Restaurant information
- Established: 1963
- Owner(s): Steven Persson Nancy Log Lisa Brown
- Food type: Seafood
- Location: 178 Nordic Trl, Charlestown, RI 02813
- Coordinates: 41°25′34″N 71°37′43″W﻿ / ﻿41.4262°N 71.6286°W
- Website: thenordic.com

= The Nordic =

Restaurant in Rhode Island

The Nordic, formerly known as the Nordic Lodge, is an all-you-can-eat seafood restaurant in Charlestown, Rhode Island. Located on the lakeside of Pasquiet Pond, it has been continuously owned and operated by the Persson family since its founding in 1963.

==History==
The restaurant has been in operation since 1963. Karl O. Persson, a Swedish carpenter, and his wife Irma, from Denmark, moved to Brooklyn, New York in the late 1920s due to the Great Depression in Sweden. They had a son, Richard (Dick), who, when he was ten, moved back to Sweden with his parents for ten years to adapt to Swedish culture. After moving back, Dick married Gudny (Goody), a Norwegian immigrant to the U.S. In 1963, after having two children, the couple decided to move to a more rural area and purchased a vacation area in Charlestown. They were able to continue making a living by serving three meals a day from their lodge, but, due to the remoteness of the area, it was only accessible by visitors in the warmer months. However, it later was able to be open year-round, and it wasn't until 1970 when the restaurant obtained a license to sell liquor.
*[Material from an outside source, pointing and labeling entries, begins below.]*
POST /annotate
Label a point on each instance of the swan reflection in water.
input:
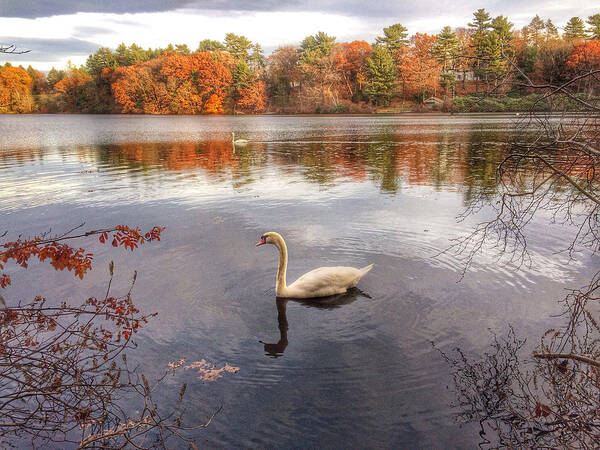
(276, 350)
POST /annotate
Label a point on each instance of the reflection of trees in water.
(277, 349)
(442, 158)
(553, 399)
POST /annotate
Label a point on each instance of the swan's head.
(269, 238)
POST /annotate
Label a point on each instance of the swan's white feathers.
(326, 281)
(320, 282)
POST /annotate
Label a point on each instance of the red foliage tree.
(15, 90)
(585, 57)
(173, 84)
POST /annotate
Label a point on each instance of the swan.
(235, 141)
(321, 282)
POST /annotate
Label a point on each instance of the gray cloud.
(31, 9)
(49, 49)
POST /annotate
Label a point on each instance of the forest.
(472, 68)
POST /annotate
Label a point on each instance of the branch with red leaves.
(62, 256)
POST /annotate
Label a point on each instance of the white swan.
(235, 141)
(320, 282)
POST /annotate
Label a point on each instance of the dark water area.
(356, 371)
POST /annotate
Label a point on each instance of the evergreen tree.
(481, 23)
(238, 46)
(54, 76)
(257, 57)
(208, 45)
(594, 29)
(574, 29)
(551, 31)
(535, 31)
(446, 48)
(381, 76)
(182, 49)
(104, 57)
(313, 48)
(394, 37)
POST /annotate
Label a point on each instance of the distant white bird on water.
(235, 141)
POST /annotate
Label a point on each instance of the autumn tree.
(54, 76)
(16, 90)
(127, 56)
(76, 92)
(173, 83)
(584, 58)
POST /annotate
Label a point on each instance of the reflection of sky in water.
(342, 191)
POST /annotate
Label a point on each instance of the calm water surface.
(357, 371)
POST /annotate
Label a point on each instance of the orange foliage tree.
(585, 57)
(172, 84)
(72, 91)
(15, 90)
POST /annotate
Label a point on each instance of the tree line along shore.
(480, 67)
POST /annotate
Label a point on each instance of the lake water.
(358, 371)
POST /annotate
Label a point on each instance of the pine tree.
(208, 45)
(551, 31)
(382, 75)
(446, 48)
(574, 29)
(594, 29)
(238, 46)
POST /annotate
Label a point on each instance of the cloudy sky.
(56, 31)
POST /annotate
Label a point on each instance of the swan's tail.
(365, 270)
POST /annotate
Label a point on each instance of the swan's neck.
(281, 285)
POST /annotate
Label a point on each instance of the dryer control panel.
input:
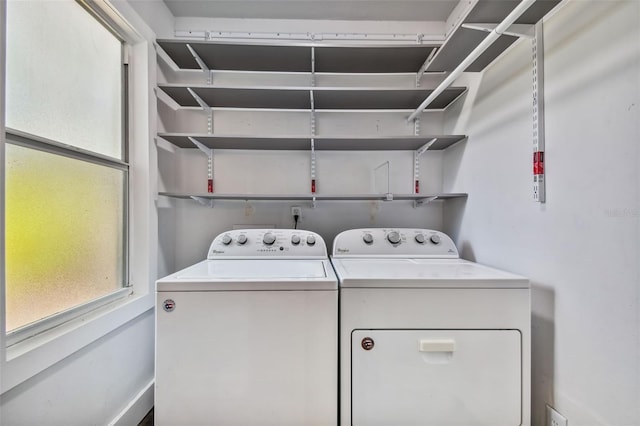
(268, 243)
(394, 242)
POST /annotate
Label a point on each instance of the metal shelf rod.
(479, 50)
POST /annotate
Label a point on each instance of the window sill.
(30, 357)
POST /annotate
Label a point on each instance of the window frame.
(38, 143)
(26, 359)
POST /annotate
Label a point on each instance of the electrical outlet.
(555, 419)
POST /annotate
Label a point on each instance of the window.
(66, 165)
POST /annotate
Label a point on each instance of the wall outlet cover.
(554, 418)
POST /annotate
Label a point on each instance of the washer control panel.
(259, 243)
(390, 242)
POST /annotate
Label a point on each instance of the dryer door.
(436, 377)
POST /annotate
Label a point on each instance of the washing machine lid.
(252, 274)
(422, 273)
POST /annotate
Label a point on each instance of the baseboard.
(135, 411)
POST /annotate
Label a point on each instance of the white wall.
(581, 248)
(282, 172)
(188, 228)
(91, 386)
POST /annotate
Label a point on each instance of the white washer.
(427, 338)
(250, 335)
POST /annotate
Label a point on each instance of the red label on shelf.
(538, 163)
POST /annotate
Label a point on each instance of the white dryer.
(249, 336)
(427, 338)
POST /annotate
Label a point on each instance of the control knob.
(393, 237)
(367, 238)
(269, 238)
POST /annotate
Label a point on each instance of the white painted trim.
(32, 356)
(139, 406)
(3, 327)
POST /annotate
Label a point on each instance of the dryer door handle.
(440, 345)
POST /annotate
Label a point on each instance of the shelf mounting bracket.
(200, 62)
(416, 164)
(424, 201)
(475, 53)
(313, 66)
(204, 201)
(209, 153)
(539, 182)
(205, 107)
(425, 65)
(515, 30)
(313, 147)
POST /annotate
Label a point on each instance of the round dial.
(393, 237)
(269, 238)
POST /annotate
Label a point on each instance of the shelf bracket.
(539, 183)
(416, 164)
(209, 153)
(205, 107)
(200, 62)
(425, 65)
(313, 66)
(515, 30)
(313, 146)
(204, 201)
(424, 201)
(475, 53)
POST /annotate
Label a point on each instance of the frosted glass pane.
(64, 233)
(64, 76)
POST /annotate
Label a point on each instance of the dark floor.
(148, 419)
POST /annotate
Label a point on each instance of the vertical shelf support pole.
(539, 193)
(416, 165)
(201, 63)
(206, 108)
(313, 66)
(425, 65)
(209, 153)
(313, 147)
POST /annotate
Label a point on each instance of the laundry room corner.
(578, 246)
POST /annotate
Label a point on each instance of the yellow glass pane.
(64, 233)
The restaurant became a buffet in 1980 The restaurant closed in March 2020 due to the COVID-19 pandemic, but reopened in June with servers at the buffet area. after a local all-you-can-eat restaurant in North Kingstown, Custy's, burned down and the Perssons decided to take advantage of the vacancy. The restaurant changed its name and rebranded from the Nordic Lodge to The Nordic in February 2023.

==Menu==
The buffet serves lobster, scallop, snow crab, shrimp, hard clams, scampi, prawn cocktail, clam chowder, bisque, lobster macaroni and cheese, lobster fritters, oysters, clams, sole, salmon, prime rib, filet mignon, chicken wings, pork ribs, beef tenderloin, chicken tenders, and candied bacon. Appetizers and desserts, such as cannoli, Bismarcks, and lemon bars, are also served.

Over 6000 lb of lobster, the fan favorite, and 3000 lb of shrimp are served each weekend. As of 2012, much of it was locally sourced from Point Judith, Rhode Island.

The cost per person for dinner in 2012 was $85 (drink and tax included).